Adding columns in PostgreSQL and Redshift

2015-04-23 4 min read

    A frequent event when working with a SQL database is adding a column. Ideally, you’d want to add this column before or after another one that makes sense rather than all the way at the end. MySQL makes this straightforward since you can use the AFTER keyword when adding a column to specify exactly where it should be added. PostgreSQL and Redshift make this difficult since all new columns are automatically added at the end.

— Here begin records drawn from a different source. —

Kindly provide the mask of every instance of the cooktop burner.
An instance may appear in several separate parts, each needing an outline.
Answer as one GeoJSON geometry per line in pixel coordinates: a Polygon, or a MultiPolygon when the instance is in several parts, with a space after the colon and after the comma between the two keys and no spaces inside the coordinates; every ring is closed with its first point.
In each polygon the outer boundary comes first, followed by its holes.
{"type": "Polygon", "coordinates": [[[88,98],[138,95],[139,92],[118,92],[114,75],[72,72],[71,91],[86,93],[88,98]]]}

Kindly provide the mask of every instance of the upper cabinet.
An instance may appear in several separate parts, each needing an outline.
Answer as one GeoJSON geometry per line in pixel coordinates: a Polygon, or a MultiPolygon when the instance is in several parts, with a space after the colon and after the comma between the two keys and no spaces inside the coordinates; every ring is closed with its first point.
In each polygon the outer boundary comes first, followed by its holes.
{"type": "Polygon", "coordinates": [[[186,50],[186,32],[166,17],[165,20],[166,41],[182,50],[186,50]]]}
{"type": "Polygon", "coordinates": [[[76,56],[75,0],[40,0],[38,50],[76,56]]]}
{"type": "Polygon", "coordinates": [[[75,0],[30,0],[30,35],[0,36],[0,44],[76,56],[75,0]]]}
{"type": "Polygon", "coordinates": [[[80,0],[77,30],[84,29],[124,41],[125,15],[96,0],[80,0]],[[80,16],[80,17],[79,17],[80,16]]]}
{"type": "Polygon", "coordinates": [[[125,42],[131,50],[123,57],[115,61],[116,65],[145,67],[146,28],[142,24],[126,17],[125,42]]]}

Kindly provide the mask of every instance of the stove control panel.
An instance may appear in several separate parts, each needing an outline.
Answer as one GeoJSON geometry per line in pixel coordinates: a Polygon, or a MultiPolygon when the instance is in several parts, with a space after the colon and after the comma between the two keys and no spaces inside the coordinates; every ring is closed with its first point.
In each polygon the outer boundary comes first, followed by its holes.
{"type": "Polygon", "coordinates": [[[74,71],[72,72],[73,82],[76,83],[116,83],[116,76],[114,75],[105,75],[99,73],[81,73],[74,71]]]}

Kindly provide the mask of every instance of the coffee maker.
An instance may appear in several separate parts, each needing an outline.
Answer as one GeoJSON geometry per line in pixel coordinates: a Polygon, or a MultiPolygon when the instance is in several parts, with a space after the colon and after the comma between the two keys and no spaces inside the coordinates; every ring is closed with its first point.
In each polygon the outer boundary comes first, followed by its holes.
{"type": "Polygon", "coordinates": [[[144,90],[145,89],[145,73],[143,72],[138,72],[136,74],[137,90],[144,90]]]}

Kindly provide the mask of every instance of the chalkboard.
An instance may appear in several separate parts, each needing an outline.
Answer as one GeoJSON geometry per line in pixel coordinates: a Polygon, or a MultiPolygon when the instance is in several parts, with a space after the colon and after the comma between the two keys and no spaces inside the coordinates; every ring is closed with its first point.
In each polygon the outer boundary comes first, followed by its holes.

    Normally, this isn’t a problem in most cases since you just write a query to specify the desired column order but it makes doing a simple “SELECT *” more annoying and will break naive jobs that rely on a particular column order.

    The accepted solution is to create a new table with the proper structure, migrate the data from the original table while using a default value for the new column, drop or rename the original table, and then rename the new table with the original name. It’s a lot easier to see this in code:

    -- The original table
    CREATE TABLE test (
      id int not null primary key,
      name varchar(20) not null
    );
    
    -- Let's say we need to add an age column
    -- Create the new table
    CREATE TABLE test_new (
      id int not null primary key,
      name varchar(20) not null,
      age int not null
    );
    
    -- Migrate the data
    INSERT INTO test_new
      SELECT id, name, 0
      FROM test;
    
    -- Backup the old table
    RENAME TABLE test TO test_old;
    
    -- Rename the new table to have the original name
    RENAME TABLE test_new TO test;
    
    -- If all looks good, drop the old table
    DROP TABLE test_old;

    One issue with this approach is that if the table is very large, it will take a long time to migrate the data from the original to the new table. In this case a possible approach is to do it piecemeal - if you know you only need recent data you can migrate a subset of the data first to get the table ready, do the rename, and then migrate the rest. In code again:

    -- The original table
    CREATE TABLE test (
      id int not null primary key,
      name varchar(20) not null
    );
    
    -- Let's say we need to add an age column
    -- Create the new table
    CREATE TABLE test_new (
      id int not null primary key,
      name varchar(20) not null,
      age int not null
    );
    
    -- Migrate some of the data
    INSERT INTO test_new
      SELECT id, name, 0
      FROM test
      WHERE id > 1000000;
    
    -- Backup the old table
    RENAME TABLE test TO test_old;
    
    -- Rename the new table to have the original name
    RENAME TABLE test_new TO test;
    
    -- Migrate the rest of the data
    INSERT INTO test
      SELECT id, name, 0
      FROM test_old
      WHERE id <= 1000000;
    
    -- If all looks good, drop the old table
    DROP TABLE test_old;

    If you know for a fact that it’s not important to have the old data immediately available you can opt to rename the original table, create the new table, and only then migrate the data. This allows queries that need to write data to this table to complete immediately. The risk is that the legacy data will only be available after the migration completes. The last code block:

    -- The original table
    CREATE TABLE test (
      id int not null primary key,
      name varchar(20) not null
    );
    
    -- Let's say we need to add an age column
    -- Create the new table
    CREATE TABLE test_new (
      id int not null primary key,
      name varchar(20) not null,
      age int not null
    );
    
    -- Backup the old table
    RENAME TABLE test TO test_old;
    
    -- Rename the new table to have the original name
    RENAME TABLE test_new TO test;
    
    -- Migrate the data
    INSERT INTO test
      SELECT id, name, 0
      FROM test_old;
    
    -- If all looks good, drop the old table
    DROP TABLE test_old;

    The first scenario handles having columns in the right order but the other two can be useful on MySQL as well when tables are large and performance is critical. For high load databases, transactions can be used to make sure that the renames are done atomically - this will avoid an intermittent query writing to a non existent database. It’s surprising how a task as simple as adding a column can evolve into a large problem with a variety of solutions when running into a variety of constraints.